我們將書寫—視覺語言曆史、書寫—視覺表象或者文字曆史劃分為:

1)書寫—視覺表象曆史、書寫曆史、字母曆史、字位曆史和其他從純視覺角度看的字位成分曆史。

2)音位學(фонемаграфия)的曆史,即分析和解釋書寫—視覺表象聯想和它們組合的曆史,不考慮與其他同源性的詞語有聯係的詞語的意義和形態劃分。

3)詞素學(морфемаграфия)的曆史,即顯現詞語之間的親屬和詞源關係的曆史。

4)句段(синтагмаграфия)的曆史,即顯現句子分解為若幹組成部分或者句段的曆史。

5)語義(семография)的曆史,即在書寫中顯現語義差異和情感差異的方法的曆史。

由此可見,書寫—視覺語言曆史與發音—聽覺語言曆史是緊密相連的,或者以直接的方式相連,即在書寫—視覺表象與發音—聽覺表象發生聯想的地方,也就是文字的視覺方麵的曆史和作為以某種方式規範化的彙集了最簡單的書寫—視覺表象,即字母表象的字母表曆史,在音位的曆史中發生聯係。或者間接地相連,即在文字曆史的其他領域中,通過聯想途徑,喚起發音—聽覺語言領域的詞語劃分和聯係的表象。

10.我構思的《波蘭語言曆史概要》隻包括了廣義上理解語言曆史的若幹章節,因為它隻滿足於語言的發音—聽覺曆史,滿足於準確意義的形態曆史。而在形態曆史的內部基本上隻限於變格和變位的曆史,它既不研究句法結構的曆史,也不研究意義的曆史。之所以是這樣的情形,一方麵,是由於作者本身的準備不足,缺乏足夠數量的研究成果,另一方麵,問題太複雜,不能輕鬆地掌握和研究大量個別情況。還有必須限於作者所掌握的數量不多的材料,也起著很重要的作用。

從這個角度講,文字的曆史應當是沒有意義的。

11.當然,在生活中,在語言史中,沒有孤立於前一個和後一個時代的時代。就像其他的曆史一樣,語言曆史是逐漸、悄無聲息地發展的。隻是在一段時間後,我們才可以發現,相對於以前的語言狀態而言,此刻的語言狀態發生了改變。我們認為時代、時期隻是作為無數相互緊跟的時刻風向標。在從古時期,也就是曆史研究能夠涉及和借助於人類智慧構擬的活動途徑進行重建的時期開始,一直到最新時期的運動中,下列時代可以成為這樣的風向標。
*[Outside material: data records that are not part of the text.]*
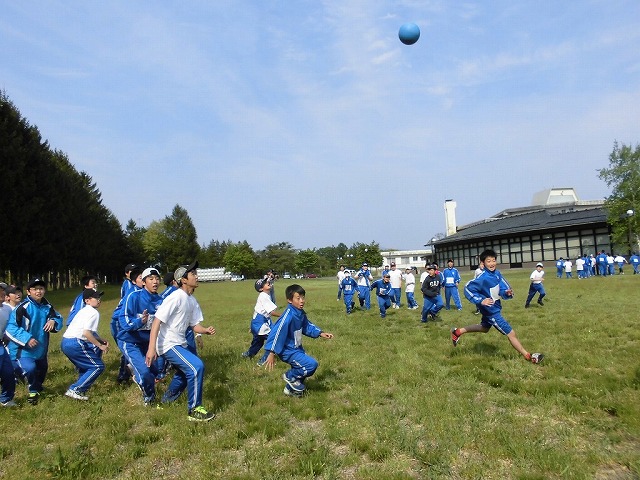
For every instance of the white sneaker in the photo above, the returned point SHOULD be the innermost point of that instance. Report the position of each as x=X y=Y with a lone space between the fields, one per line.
x=78 y=396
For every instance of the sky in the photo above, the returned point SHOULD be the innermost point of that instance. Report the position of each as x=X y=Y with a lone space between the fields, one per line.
x=309 y=122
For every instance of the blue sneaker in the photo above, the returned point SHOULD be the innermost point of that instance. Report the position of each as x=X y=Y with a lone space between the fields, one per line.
x=295 y=385
x=170 y=396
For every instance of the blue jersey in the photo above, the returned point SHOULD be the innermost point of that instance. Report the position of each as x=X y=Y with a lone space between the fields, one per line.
x=168 y=291
x=285 y=337
x=130 y=325
x=450 y=277
x=27 y=321
x=488 y=285
x=349 y=286
x=383 y=289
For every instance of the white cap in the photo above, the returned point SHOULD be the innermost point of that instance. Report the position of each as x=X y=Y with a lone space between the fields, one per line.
x=150 y=271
1)前雅利安語時代,也就是在我們針對共同雅利安語言狀態而接受的語言狀態前一個時代。

2)共同雅利安語言狀態(印歐語、印歐日耳曼語)的不同時代。

3)從共同雅利安語言狀態到前斯拉夫語時代過渡的時代。

4)前斯拉夫語時代。

5)在共同斯拉夫語言狀態和原始斯拉夫語言狀態中變化的不同時代。